American actress (1879–1946)

Adelaide Augusta Keim (February 15, 1879 – June 25, 1946) was an American Broadway and vaudeville actress. She was known for playing the male title character in Hamlet in several American cities in 1905.

== Early life ==
Keim was born in New York City, the daughter of Henry (Harry) Grant Keim and Mary Agnes Morrissey Keim. Her father, a milliner by trade, was her manager and manager of the Harlem Opera House. Her younger brother Chauncey Keim became a theatrical producer. Keim attended St. Joseph's Academy in New York.

== Career ==
Keim began her stage career in 1898, managed by Daniel Frohman and appearing at his Lyceum Theatre. She performed at other theaters, such as the Garden Theatre, Fifth Avenue Theatre, and the Bijou Theatre.

In 1905, Keim played the title role in Hamlet in Baltimore, New York, and Chicago. "Miss Keim gave a thoughtful, impressive rendering of the Prince," said George C. Jenks in 1905, "but somehow you never could forget that it was a woman in man's clothes and not the young man you were supposed to be looking at."

Keim's Broadway credits included roles in Trelawny of the 'Wells' (1898), At the White Horse Tavern and Twelve Months Later (1900), Terence (1904), The Prince of India (1906), and The Right to Happiness (1912). She was also active in touring stock companies and on the vaudeville stage. "I love the stage and would rather act than do anything else in the world," she once told a Buffalo newspaper.
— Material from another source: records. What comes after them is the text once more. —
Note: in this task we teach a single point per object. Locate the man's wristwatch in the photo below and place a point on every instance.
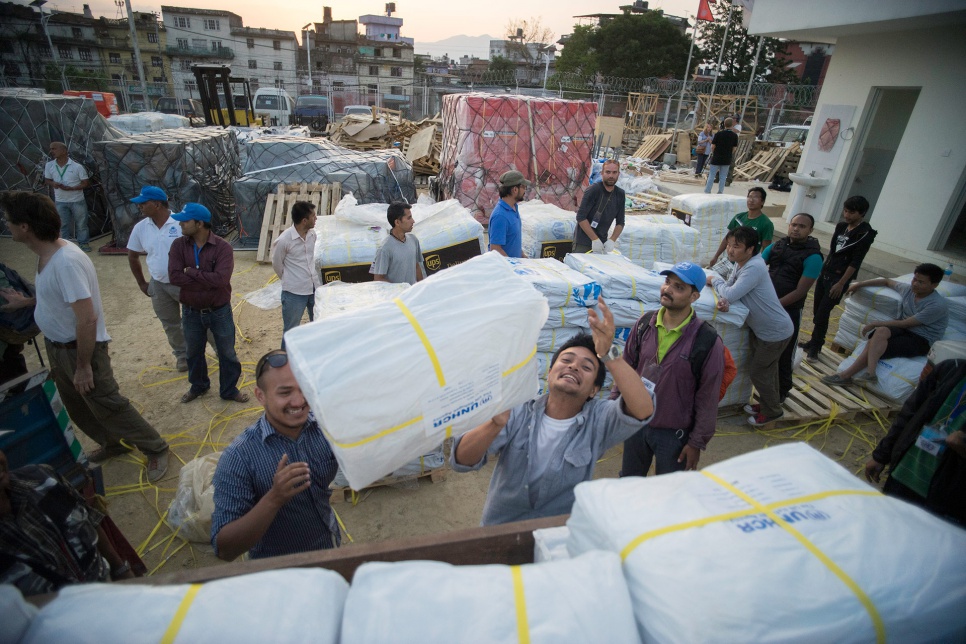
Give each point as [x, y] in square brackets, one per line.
[614, 353]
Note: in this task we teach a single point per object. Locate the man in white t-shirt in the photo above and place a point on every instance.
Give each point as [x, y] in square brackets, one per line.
[152, 236]
[68, 311]
[68, 179]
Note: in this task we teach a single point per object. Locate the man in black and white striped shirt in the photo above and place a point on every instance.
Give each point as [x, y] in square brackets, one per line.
[272, 482]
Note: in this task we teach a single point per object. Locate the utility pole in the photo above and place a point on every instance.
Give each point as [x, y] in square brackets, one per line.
[137, 55]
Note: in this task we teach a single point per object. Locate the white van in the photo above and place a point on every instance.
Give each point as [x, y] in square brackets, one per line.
[274, 105]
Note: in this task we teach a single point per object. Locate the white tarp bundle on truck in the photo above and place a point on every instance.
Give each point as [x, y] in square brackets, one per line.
[461, 343]
[778, 545]
[575, 600]
[295, 605]
[710, 216]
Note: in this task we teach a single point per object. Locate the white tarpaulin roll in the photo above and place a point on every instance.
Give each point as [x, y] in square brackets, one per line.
[295, 605]
[778, 545]
[898, 377]
[336, 298]
[583, 599]
[560, 284]
[398, 378]
[710, 216]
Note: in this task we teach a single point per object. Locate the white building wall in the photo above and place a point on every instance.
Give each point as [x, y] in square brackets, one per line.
[922, 180]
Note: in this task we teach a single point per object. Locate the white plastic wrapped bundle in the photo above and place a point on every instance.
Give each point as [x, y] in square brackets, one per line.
[619, 278]
[710, 216]
[783, 545]
[543, 222]
[276, 606]
[898, 377]
[560, 284]
[583, 599]
[335, 298]
[419, 341]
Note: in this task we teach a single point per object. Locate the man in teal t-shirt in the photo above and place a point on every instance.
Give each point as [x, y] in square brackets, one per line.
[753, 218]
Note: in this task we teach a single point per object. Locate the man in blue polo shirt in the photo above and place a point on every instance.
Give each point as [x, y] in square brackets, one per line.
[504, 231]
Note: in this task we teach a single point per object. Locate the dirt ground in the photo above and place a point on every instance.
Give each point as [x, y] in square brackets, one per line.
[144, 368]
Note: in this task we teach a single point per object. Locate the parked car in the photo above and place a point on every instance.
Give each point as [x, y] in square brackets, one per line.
[274, 105]
[190, 107]
[312, 110]
[787, 134]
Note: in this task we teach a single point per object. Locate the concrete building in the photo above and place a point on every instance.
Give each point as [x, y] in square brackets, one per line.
[885, 126]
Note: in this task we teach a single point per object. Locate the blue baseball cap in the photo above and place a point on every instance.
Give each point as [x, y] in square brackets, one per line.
[150, 193]
[193, 212]
[689, 273]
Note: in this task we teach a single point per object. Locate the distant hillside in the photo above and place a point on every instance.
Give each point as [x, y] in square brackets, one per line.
[457, 47]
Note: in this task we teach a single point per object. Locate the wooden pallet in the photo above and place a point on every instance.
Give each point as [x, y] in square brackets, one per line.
[344, 494]
[278, 208]
[811, 400]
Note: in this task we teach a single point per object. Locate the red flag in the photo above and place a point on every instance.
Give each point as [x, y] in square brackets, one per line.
[704, 11]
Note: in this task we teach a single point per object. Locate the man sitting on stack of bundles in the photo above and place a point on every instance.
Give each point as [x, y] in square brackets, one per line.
[549, 445]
In 1918, she starred in Kate Douglas Wiggin's Mother Carey's Chickens in Maine.

== Personal life ==
Keim was involved with her Proctor's Theatre costar Ned Howard Fowler until her parents intervened in 1903. Both actors ended up moving to other stock companies. She married another fellow actor, Allan Louis Murnane, in 1910. They lived in New Rochelle, New York, and had two children together. She died in 1946, in her sixties.